Intracellular cytokine staining and flow cytometry analysis

C57BL/6 mice were immunized twice by a subcutaneous injection of rOVA (30 μg), rlipo-OVA (30 μg) or PBS at one-week intervals. Seven days after the final immunization, splenocyte CD8⁺ T cells producing IFN-γ were determined by intracellular cytokine flow cytometry.
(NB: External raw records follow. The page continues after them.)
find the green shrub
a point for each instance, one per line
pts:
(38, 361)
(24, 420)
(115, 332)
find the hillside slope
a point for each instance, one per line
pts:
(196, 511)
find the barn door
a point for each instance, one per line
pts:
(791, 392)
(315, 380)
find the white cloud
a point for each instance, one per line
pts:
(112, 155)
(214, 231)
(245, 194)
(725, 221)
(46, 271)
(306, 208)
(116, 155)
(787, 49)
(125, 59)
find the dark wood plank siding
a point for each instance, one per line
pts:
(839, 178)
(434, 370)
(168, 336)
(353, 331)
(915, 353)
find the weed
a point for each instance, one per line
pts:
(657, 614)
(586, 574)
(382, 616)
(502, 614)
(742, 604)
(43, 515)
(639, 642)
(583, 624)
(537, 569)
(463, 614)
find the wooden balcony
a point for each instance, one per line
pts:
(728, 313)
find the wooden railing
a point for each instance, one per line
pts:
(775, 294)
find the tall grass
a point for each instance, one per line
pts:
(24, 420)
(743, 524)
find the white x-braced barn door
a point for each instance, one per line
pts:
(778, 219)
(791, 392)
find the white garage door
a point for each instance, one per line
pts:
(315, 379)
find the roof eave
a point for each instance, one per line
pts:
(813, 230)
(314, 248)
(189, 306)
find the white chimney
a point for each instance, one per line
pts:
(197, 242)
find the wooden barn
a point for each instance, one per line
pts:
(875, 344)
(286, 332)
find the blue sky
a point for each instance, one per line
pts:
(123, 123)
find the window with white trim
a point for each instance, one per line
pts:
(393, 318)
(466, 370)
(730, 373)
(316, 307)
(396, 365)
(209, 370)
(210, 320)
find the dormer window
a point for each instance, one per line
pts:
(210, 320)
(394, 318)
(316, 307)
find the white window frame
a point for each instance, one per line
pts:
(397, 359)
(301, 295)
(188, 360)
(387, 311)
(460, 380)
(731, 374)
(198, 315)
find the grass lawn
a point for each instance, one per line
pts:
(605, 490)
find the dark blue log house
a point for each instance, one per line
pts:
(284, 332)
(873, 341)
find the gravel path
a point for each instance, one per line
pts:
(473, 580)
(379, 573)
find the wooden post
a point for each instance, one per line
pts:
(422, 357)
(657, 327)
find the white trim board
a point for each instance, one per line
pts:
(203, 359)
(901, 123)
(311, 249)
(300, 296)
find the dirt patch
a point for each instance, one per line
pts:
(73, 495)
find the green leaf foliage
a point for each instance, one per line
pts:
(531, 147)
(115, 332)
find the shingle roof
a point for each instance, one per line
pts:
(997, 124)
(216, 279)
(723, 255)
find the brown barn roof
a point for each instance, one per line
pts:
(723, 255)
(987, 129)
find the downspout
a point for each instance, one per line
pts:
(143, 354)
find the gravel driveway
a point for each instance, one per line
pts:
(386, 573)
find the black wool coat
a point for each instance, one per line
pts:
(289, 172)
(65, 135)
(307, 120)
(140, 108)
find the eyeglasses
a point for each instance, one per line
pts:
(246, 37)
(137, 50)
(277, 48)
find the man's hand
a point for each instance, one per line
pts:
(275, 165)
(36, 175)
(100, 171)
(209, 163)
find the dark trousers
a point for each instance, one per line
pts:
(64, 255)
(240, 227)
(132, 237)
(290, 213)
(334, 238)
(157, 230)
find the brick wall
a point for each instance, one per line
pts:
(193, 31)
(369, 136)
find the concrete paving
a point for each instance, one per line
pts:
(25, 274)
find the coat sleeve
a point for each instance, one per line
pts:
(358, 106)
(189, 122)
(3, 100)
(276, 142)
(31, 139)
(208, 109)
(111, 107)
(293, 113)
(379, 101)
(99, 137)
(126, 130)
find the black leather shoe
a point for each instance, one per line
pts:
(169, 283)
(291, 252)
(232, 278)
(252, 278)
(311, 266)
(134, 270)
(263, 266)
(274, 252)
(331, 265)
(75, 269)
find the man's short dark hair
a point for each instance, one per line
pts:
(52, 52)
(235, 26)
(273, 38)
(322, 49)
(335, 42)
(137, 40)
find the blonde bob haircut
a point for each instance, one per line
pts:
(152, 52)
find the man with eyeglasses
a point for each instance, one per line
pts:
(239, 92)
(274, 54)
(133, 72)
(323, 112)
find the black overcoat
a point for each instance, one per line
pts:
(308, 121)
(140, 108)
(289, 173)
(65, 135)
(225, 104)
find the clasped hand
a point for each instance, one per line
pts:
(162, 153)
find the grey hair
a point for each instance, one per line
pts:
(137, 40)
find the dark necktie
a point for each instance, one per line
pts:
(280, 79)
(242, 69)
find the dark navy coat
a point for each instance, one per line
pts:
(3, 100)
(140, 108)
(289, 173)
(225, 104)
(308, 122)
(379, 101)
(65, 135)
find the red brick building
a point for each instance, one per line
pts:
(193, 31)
The peptides used to stimulate the cells were added at a concentration of 2 μg/ml for 18 h at 37°C; then, 1 μl/ml of Brefeldin A (eBioscience), 1 μg/ml ionomycin (Sigma-Aldrich) and 10 μg/ml phorbol 12-myristate 12-acetate (PMA) were added for an additional 4 h before harvesting the cells from the culture. The cells were subjected to intracellular cytokine (IFN-γ) staining using the Intracellular Fixation & Permeabilization Buffer Set (eBioscience) according to the manufacturer's instructions. The cells were washed once with FACS buffer (PBS, 2% FBS and 0.05% sodium azide) and stained with the following monoclonal antibodies: CD16/CD32 (clone 93, eBioscience), CD3ε-PE (clone 145-2c11, Biolegend), CD8a-APC (clone 53–6.7, eBioscience), IFN-γ-PE-Cy7 (clone XMG1.2, eBioscience) and the isotype control antibody (rat IgG1k, eBioscience). Sample acquisition was analyzed using the FACSCalibur (BD Biosciences).